A sense of fairness

27th of November 2012
A sense of fairness

Latest news in the UK cleaning sector, from ECJ's correspondent there.

Agitation everywhere about money. There is no doubt that low-paid workers are taking a large slice of the cuts and their meagre income is being affected as is everyone else's.

But they are working and being paid, not enough in these difficult times, but paid nevertheless. There are others in this heap who are described as being in a similar situation sometimes known as the ‘less fortunate’. Is this in fact the case?

There are people going to work, often at anti-social hours, while their neighbours who do not work have their rent and rates paid along with other benefits, and remain in bed or watching the television or even both. An unemployed man or woman getting a job may well have their benefits stopped before they have received a pay packet and even a demand for tax which they should not even have to pay. It is feasible to go home at the end of the week with no money.

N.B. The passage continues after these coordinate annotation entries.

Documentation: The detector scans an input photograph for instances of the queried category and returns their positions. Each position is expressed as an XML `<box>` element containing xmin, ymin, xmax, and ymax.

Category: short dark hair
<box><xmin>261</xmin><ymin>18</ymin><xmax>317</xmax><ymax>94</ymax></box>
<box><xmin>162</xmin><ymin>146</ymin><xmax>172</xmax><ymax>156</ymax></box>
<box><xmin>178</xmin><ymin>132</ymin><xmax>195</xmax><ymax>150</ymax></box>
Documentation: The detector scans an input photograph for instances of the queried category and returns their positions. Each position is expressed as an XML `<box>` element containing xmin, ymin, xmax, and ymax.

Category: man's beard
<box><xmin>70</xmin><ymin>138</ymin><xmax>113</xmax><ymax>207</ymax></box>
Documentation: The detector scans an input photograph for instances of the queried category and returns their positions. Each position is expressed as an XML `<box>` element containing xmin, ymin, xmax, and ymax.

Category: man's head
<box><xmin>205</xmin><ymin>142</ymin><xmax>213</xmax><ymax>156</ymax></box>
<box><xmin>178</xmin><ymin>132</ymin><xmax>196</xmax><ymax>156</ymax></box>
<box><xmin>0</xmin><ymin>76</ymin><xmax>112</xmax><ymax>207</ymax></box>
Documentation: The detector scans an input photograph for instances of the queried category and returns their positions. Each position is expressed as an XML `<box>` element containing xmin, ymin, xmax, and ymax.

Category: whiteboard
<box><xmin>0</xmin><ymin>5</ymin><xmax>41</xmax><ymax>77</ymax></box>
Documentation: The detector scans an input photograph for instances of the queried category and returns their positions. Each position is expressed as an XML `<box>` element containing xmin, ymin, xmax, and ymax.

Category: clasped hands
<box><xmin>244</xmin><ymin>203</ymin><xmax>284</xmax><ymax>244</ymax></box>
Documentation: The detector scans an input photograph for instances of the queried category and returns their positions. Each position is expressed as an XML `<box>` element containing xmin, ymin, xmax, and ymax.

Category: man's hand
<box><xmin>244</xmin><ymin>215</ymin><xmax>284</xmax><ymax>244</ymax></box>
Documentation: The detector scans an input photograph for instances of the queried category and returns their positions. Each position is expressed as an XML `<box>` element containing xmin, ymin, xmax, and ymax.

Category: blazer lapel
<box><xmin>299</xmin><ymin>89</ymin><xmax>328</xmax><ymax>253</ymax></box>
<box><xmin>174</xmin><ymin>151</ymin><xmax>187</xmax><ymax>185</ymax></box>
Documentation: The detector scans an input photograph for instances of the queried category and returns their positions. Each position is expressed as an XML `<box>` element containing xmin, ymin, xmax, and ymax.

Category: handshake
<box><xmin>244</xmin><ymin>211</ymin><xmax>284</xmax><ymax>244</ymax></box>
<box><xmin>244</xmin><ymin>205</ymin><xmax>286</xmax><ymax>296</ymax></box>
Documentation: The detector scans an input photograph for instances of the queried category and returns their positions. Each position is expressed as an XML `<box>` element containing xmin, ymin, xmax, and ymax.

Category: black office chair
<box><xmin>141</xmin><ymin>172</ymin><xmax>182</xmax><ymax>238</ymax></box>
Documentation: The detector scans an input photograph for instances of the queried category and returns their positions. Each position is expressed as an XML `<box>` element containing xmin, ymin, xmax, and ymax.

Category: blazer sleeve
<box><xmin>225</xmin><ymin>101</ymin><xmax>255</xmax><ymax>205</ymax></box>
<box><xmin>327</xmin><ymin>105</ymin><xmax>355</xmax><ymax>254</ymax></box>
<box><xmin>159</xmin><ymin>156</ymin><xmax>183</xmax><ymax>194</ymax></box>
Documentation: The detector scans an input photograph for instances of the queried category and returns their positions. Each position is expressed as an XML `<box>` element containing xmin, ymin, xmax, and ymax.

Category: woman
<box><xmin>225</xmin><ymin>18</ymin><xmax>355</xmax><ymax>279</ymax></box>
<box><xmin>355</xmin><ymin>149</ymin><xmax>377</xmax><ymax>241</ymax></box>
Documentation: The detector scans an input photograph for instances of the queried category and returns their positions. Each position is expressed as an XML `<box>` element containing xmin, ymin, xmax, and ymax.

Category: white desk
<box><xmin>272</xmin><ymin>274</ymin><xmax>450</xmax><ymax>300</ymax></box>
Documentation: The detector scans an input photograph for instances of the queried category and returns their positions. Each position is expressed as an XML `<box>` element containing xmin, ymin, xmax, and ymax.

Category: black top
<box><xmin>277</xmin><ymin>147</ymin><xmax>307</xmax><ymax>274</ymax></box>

Of course there are companies like Pay Day UK or Wonga who will help out with loans at up 4,000 per cent interest. There are also food banks. Makes you proud to have a job, doesn’t it!

Then there are immigrants: A word so dangerous as not to be uttered in case it reaches the ears of the thought police. They generally work and work hard, happy to have a job which according to lore "the British will not do". Will the day ever dawn when the British realise there is no job they cannot do or have to do? While the benefits system remains as unfair as it is, this will not happen.

The cleaning industry is right in the thick of all this. It can and does provide jobs for the unskilled but does not appear to think it is able to pay them very much. There are even employers who believe workers should be grateful for having been given a job at all.

It is said that Vincent Cable, the business secretary, does not believe cleaning is an industry. At least not one where we can talk about skills and ‘moving the nation forward’ in an industrial sense - thus gaining political brownie points.

In order to provide a sense of  fairness the cleaning industry has been provided with some funding and thus has grown a training side which has spawned a mini industry of assessment, verification, certification and so forth which gives respectability and adds to employers' costs.

In London - which is the centre of the world according to most of the media and one of the most expensive cities - much has been heard of the Living Wage. Cleaners have protested in hopes of getting it and some cases been rewarded. Many companies it is said have adopted it though as usual no figures are available.

Unfortunately this will lead to an increase in costs which inevitably will be passed to the end user or the  "hardworking man and woman" as they are now referred to by politicians currying favour.

Questions aplenty?  Answers? Sadly very few. Don’t hold your breath for the answers.